Dschaparow versicherte, dass nach dem Abtransport des (Uran-) Erzes der Boden rekultiviert werde. Und Endlager für die verarbeiteten Erze, ähnlich jenen, die in Kadshi-Saj und Min-Kusch existieren, würden nicht angelegt werden. Mit den Fragen einer Wiederherstellung der verseuchten Territorien Kirgisiens würde sich der russische Staatskonzern Rosatom befassen. Und alle Arbeiten würden zu Lasten der russischen Seite realisiert werden. Am Rande des internationalen Forums „ATOMEXPO-2024“, das im März dieses Jahres in Sotschi stattgefunden hatte, unterzeichneten Kirgisien und Russland ein Abkommen über die Rehabilitierung der Territorien, die von der Uran-Förderung und anderen Bergbauarbeiten betroffen wurden. Das Ziel sind ein Schutz der Bevölkerung, die in den Gebieten der angelegten Endlager für verarbeitete Erze lebt, und die Verringerung des Risikos des Auftretens von Katastrophensituationen. Russland wird Kirgisien 2,141 Milliarden Rubel für die Rekultivierung der ausgewiesenen Endlager bereitstellen. Zum gegenwärtigen Zeitpunkt gibt es in der Republik 92 Endlager für radioaktive und toxische Stoffe.

„Ich möchte das Augenmerk auf zwei Schlüsselaspekte lenken. Erstens habe ich in der Regierung gearbeitet, als das Gesetz über ein Verbot der Uran-Förderung verabschiedet wurde. Damals hatten westliche und prowestliche NGOs eine beispiellose Kampagne zur Ausübung von Druck auf die Offiziellen und die Gesellschaft entfaltet. Massenmedien und die sozialen Netzwerke hatten die Hysterie um dieses Thema angeheizt. Und Premierminister Muchammedkaly Abylgasijew und Präsident Sooronbai Sheenbekow waren gezwungen gewesen, nachzugeben und die Erschließung der Lagerstätte Kyzyl-Ompol zu untersagen“, sagte der „NG“ Kubatbek Rachimow, Ex-Berater des Premierministers der Republik Kirgisien und Exekutivdirektor des Zentrums für strategische Lösungen „Applicata“.

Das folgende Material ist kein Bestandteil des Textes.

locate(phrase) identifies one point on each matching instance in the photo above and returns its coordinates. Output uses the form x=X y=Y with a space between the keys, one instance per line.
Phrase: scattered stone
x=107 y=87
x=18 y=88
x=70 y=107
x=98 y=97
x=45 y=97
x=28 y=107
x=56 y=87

Nach seiner Meinung hätte der Fehler der russischen Investoren darin bestanden, dass sie das Projekt nicht richtig zu positionieren vermochten. „Der Akzent wurde auf die Förderung von Uran gelegt, während die Lagerstätte Kyzyl-Ompol rech an seltenen Erdmetallen ist. 95 Prozent des Erzes macht gerade Titanomagnetit aus, das Uran aber nur ganze 0,17 Prozent. Drei Prozent der Zusammensetzung des Erzes entfallen auf Phosphor, zwei Prozent auf Zirkonium, 0,22 Prozent auf Thorium. Das Uran macht lediglich einen geringen Anteil aus. Dass dies mehr eine Titanomagnetit-Lagerstätte ist, hat man erst vor kurzem zu berichten begonnen. Bis dahin hatte man sie als eine Uran-Lagerstätte bezeichnet.

„Die Öffentlichkeit und die Investoren sind gegenüber der Wahrheit sensibel. Aber die Wahrheit bestand darin, dass es dort ein wenig Uran, aber viele seltene Erdmetalle gibt. Man musste das Schwergewicht auf die nichtradioaktiven Komponenten legen und beweisen, dass die Erschließung und Ausbeutung der Lagerstätte sicher und vorteilhaft sind“, meint der Experte. Nach seiner Meinung führte die ungeschickten Handlungen des Investors zu tragischen Folgen – zu einer Kettenreaktion, zu einer Blockierung aller Projekte im Zusammenhang mit der Atomindustrie. Dies sei ein einmaliger Fall im postsowjetischen Raum, dass die Widersprüche um eine Lagerstätte zu solch einem Ergebnis führten.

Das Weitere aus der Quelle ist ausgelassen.